La protesta si inserisce in un movimento di iniziative analoghe che ha già interessato altre parti d’Italia, a partire dal teatro Valle di Roma, fino al teatro Marinoni di Venezia: una rete che si sostiene vicendevolmente in nome della cultura.

E in Sicilia la cultura dovrebbe partire da politiche di sviluppo adeguate che fermino l’emigrazione necessaria e la fuga dei talenti. Occupare il teatro è dunque speranza di riscatto e rappresentazione pratica del concetto di cittadinanza attiva.
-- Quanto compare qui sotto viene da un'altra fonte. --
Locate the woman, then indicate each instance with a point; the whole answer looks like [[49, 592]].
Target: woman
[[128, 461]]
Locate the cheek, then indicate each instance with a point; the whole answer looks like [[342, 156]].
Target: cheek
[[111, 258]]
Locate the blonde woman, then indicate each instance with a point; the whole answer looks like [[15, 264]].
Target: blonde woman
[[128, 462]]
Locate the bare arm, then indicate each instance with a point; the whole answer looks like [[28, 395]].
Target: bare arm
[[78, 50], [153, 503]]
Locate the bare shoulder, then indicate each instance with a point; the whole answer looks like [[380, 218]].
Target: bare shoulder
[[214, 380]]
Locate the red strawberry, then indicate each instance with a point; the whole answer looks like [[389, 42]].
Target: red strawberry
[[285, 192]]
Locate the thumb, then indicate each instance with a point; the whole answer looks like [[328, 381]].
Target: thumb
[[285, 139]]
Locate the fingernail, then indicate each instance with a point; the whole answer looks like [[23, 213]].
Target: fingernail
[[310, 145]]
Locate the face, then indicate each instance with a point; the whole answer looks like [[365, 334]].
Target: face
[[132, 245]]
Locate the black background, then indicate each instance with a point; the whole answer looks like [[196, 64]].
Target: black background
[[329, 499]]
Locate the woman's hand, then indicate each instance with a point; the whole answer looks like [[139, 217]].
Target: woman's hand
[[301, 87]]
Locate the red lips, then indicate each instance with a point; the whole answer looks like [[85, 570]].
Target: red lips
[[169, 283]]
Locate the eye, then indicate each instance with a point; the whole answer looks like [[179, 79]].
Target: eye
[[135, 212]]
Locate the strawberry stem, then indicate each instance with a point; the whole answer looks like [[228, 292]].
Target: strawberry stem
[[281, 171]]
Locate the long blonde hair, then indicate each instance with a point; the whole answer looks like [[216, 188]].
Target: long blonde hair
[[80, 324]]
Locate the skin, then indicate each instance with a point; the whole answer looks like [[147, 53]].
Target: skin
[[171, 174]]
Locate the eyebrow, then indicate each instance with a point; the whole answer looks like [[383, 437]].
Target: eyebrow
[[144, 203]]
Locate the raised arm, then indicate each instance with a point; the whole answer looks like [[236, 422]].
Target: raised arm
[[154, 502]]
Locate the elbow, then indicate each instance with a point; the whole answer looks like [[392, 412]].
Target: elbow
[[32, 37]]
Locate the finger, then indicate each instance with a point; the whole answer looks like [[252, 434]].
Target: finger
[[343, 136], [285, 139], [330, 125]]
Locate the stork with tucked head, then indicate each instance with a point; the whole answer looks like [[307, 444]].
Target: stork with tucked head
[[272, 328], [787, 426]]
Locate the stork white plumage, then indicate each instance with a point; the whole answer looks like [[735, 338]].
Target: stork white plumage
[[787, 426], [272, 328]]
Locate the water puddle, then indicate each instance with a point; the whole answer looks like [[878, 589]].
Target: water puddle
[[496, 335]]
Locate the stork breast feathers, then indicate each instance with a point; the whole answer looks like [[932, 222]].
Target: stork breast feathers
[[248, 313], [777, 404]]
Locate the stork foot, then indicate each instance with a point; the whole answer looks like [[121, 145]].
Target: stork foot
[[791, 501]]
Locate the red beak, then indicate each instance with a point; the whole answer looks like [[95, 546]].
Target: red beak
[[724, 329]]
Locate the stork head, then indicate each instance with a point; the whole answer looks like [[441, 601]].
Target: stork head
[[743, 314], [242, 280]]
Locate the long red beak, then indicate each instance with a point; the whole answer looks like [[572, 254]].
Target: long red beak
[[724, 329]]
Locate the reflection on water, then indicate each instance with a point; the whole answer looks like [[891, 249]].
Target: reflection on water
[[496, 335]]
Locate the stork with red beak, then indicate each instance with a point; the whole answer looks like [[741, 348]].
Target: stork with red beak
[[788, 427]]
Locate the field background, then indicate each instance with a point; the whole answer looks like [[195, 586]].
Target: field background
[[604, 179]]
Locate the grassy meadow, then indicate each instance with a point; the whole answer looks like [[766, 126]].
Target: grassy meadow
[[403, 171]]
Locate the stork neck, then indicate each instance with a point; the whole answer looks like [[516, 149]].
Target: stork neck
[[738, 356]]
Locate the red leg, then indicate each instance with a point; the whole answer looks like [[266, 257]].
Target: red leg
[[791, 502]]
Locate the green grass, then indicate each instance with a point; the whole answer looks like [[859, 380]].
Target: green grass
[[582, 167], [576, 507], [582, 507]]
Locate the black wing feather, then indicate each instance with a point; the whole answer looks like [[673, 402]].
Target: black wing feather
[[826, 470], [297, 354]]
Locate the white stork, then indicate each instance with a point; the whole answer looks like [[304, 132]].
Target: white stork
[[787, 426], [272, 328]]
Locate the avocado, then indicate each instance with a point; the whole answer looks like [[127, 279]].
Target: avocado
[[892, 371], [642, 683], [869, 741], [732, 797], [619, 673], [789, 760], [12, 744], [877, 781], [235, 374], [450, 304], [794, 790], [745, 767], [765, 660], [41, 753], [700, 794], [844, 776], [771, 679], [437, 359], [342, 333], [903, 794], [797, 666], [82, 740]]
One Response to Catania, occupato il teatro Coppola: “Bene comune, va salvato”

  1. Rosario Asprino

    22 December 2011 at 11:06

    Molto contento di leggere una notizia del genere.
    Molto contento di leggere una notizia del genere provenire dalla Sicilia.
    Molto contento di leggere una notizia dove le parole Sicilia e difesa della cultura vanno finalmente insieme.
    Grazie alla redazione. Continuate cosi.